An Alternative Perspective

Emma was admitted to hospital repeatedly with recurring psychotic-type symptoms. Annabel was sectioned on three separate occasions and forcibly injected with high dose anti-psychotic medication against her will. Kate suffered from crippling depression on and off for 30 years, interspersed with periods of intense aliveness:
"I won't go into the horror of depression so extreme I couldn't walk, talk or eat properly for months."

Each of these women has chosen to see their mental health struggles in a very different light, from an altogether different perspective. Informed by a branch of psychology known as Transpersonal Psychology, they all see what they have been through as their personal odyssey towards healing and growth; the psyche's journey to wholeness. What is this alternative perspective?


Mental Health: the Psyche's Journey to Wholeness
Going through spiritual emergency is like the process of coal
under intense pressure turning into diamond.


Transpersonal Psychology
Transpersonal psychology is a school of psychology that encompasses the transcendent, the spiritual dimension, 'trans' meaning 'beyond' the personal. This growing area within the field of psychology brings together ancient mystical wisdom with modern psychology, grounded in scientific research. We can trace a distinguished transpersonal lineage, including the likes of Carl Jung, down to the work today of psychiatrist Stanislav Grof.
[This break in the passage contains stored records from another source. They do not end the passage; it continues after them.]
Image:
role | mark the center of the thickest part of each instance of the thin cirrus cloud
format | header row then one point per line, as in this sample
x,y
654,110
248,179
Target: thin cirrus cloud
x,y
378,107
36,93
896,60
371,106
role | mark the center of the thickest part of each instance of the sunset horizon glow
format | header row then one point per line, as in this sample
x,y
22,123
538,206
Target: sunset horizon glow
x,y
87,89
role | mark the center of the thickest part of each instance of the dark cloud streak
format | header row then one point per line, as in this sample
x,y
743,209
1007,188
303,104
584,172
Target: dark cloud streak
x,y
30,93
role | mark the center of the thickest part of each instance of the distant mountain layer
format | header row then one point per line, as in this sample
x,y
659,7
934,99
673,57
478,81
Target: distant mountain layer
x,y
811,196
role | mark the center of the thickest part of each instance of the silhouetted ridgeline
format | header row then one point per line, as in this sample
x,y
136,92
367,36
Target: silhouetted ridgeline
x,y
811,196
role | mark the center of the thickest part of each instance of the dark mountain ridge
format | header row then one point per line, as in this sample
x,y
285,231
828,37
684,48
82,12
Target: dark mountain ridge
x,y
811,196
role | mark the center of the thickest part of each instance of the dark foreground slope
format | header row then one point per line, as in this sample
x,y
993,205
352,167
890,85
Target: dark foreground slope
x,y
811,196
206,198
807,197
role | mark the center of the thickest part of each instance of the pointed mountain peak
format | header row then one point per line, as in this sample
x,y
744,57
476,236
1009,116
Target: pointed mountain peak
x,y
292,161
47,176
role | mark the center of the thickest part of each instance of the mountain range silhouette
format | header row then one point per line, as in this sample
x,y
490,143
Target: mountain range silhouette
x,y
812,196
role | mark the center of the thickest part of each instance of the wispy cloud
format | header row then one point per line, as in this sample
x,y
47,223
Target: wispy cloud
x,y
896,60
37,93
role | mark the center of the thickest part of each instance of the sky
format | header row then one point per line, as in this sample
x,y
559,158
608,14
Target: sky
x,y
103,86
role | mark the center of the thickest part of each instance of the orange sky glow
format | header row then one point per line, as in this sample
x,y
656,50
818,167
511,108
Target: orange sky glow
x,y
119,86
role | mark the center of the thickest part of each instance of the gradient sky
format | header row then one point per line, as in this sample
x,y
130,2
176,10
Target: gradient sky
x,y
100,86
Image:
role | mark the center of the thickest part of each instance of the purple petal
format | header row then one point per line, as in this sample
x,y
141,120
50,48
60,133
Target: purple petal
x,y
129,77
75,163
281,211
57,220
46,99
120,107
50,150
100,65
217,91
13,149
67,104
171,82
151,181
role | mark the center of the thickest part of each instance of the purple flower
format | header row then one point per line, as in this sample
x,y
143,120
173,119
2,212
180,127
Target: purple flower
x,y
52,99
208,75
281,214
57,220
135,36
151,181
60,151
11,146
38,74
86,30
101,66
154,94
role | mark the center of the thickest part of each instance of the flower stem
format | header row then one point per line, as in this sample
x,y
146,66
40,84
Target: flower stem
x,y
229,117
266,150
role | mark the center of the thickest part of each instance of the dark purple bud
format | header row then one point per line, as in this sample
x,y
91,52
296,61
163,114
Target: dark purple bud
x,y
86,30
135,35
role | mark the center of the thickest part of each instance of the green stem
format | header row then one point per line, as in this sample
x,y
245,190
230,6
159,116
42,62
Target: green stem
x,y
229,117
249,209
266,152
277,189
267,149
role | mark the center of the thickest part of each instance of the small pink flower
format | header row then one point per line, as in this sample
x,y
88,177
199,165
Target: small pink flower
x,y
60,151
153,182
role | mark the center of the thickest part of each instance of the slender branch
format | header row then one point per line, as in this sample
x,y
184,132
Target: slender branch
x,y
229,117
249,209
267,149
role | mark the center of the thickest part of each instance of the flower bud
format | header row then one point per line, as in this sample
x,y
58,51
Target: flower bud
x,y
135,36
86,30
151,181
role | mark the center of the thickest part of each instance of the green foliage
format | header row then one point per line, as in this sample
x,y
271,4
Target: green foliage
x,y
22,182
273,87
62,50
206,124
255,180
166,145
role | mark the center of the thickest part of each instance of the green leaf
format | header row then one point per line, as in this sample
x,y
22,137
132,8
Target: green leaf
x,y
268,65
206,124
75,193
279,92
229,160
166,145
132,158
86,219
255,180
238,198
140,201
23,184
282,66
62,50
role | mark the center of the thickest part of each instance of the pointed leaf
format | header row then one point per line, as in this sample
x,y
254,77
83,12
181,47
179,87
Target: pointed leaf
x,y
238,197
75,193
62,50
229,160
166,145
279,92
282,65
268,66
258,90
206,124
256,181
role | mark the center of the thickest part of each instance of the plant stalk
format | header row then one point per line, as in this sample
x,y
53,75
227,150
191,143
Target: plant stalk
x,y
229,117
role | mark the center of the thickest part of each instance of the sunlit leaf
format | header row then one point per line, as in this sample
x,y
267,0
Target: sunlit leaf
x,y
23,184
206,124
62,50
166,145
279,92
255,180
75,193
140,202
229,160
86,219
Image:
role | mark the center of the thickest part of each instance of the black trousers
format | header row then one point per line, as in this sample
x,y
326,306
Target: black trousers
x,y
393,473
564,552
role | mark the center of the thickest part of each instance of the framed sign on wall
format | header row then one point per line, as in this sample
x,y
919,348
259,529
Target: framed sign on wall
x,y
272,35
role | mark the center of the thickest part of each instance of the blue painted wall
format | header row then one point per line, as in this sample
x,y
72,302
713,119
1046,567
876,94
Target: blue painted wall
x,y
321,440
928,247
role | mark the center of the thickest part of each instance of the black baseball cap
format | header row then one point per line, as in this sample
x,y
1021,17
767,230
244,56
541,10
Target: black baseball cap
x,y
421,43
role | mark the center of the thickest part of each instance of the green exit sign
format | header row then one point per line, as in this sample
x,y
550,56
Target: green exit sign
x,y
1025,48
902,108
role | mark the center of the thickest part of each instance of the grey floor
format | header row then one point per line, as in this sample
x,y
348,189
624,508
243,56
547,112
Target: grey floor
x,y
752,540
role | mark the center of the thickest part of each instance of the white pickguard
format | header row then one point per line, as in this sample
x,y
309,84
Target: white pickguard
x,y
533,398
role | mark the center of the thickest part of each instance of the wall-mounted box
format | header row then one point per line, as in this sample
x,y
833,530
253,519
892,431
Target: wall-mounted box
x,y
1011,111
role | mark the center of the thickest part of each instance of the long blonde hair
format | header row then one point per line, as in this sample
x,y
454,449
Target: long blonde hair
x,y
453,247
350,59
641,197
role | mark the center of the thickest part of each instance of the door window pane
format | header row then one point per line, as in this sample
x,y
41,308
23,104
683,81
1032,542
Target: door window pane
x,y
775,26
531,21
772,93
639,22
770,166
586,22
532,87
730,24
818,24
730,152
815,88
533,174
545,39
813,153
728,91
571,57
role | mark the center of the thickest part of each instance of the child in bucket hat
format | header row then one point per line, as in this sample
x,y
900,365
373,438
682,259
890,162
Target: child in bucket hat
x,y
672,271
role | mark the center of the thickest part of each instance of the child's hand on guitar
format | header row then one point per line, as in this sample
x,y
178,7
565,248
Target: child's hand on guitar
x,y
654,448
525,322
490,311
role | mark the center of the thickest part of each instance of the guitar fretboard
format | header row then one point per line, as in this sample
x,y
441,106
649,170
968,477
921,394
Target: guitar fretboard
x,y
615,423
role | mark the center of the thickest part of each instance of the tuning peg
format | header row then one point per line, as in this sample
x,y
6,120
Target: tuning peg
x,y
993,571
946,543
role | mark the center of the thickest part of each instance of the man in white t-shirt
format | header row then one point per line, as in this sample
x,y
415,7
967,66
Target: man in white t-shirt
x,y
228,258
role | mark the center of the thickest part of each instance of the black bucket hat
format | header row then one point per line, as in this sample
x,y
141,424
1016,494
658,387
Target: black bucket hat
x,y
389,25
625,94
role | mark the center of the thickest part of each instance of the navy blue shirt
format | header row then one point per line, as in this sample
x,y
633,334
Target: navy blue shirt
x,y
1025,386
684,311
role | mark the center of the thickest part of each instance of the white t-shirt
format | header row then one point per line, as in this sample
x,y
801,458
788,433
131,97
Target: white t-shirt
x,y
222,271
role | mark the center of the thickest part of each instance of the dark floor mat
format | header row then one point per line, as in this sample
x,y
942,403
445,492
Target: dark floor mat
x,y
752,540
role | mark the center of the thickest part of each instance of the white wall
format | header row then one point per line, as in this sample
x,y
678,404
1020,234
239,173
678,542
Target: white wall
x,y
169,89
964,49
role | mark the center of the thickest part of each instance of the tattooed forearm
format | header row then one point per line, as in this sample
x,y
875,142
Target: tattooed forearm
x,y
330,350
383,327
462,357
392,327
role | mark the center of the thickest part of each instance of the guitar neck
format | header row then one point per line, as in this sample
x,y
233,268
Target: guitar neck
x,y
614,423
These influential thinkers and clinicians challenge traditional mainstream models that see mental health struggles as purely illness. Their take is that although psycho-spiritual transformation can at times tip over into crisis, this is the natural process of the psyche's renewal.

Much as complementary health experts view illness as a sign from the body that something needs attention, that something is out of balance and needs healing, so transpersonal psychologists and psychotherapists see mental health crises as a sign that the psyche needs attention and healing. As Annabel says:

"My experience was a wake-up call to my own deep imbalance and need for healing."

Psycho-Spiritual Crisis
We all grow and mature physically, emotionally and spiritually, some more consciously than others. In his research Grof found that our natural spiritual development, our spiritual emergence, could tip over into an emergency. He coined the term 'spiritual emergency' for these intense and extreme times. Viewed from this perspective the psyche has a wisdom of its own; with the right support and the right understanding, it will move through to become a healthier whole. As Kate says:

"I've had many years to reflect on my process. In doing so, I've become aware that my experiences mirror Bipolar Disorder II[1] in certain ways and that certain health professionals would diagnose me as such. Along with many others, I disagree with the imposition of biomedical illness models upon such profound and life-changing psycho-spiritual experiences and believe that extreme mood shifts are an intrinsic part of the cleansing process."

Reframing Our Experience
We can only reframe our experiences and see them from this broader, more positive, more healing perspective if we know that such an alternative is available. When I ended up on a psychiatric ward at the age of 20 everybody around me was pathologizing my experience, telling me I was ill. On some level that didn't feel right;  it felt as if there was an intelligence to what was happening. But I had no alternative framework with which to interpret my experiences. It was only 15 years later when I first read Grof that I had, like many, an 'aha' moment. I realized there was so much more to what I had been through. So what does psycho-spiritual crisis or spiritual emergency look like?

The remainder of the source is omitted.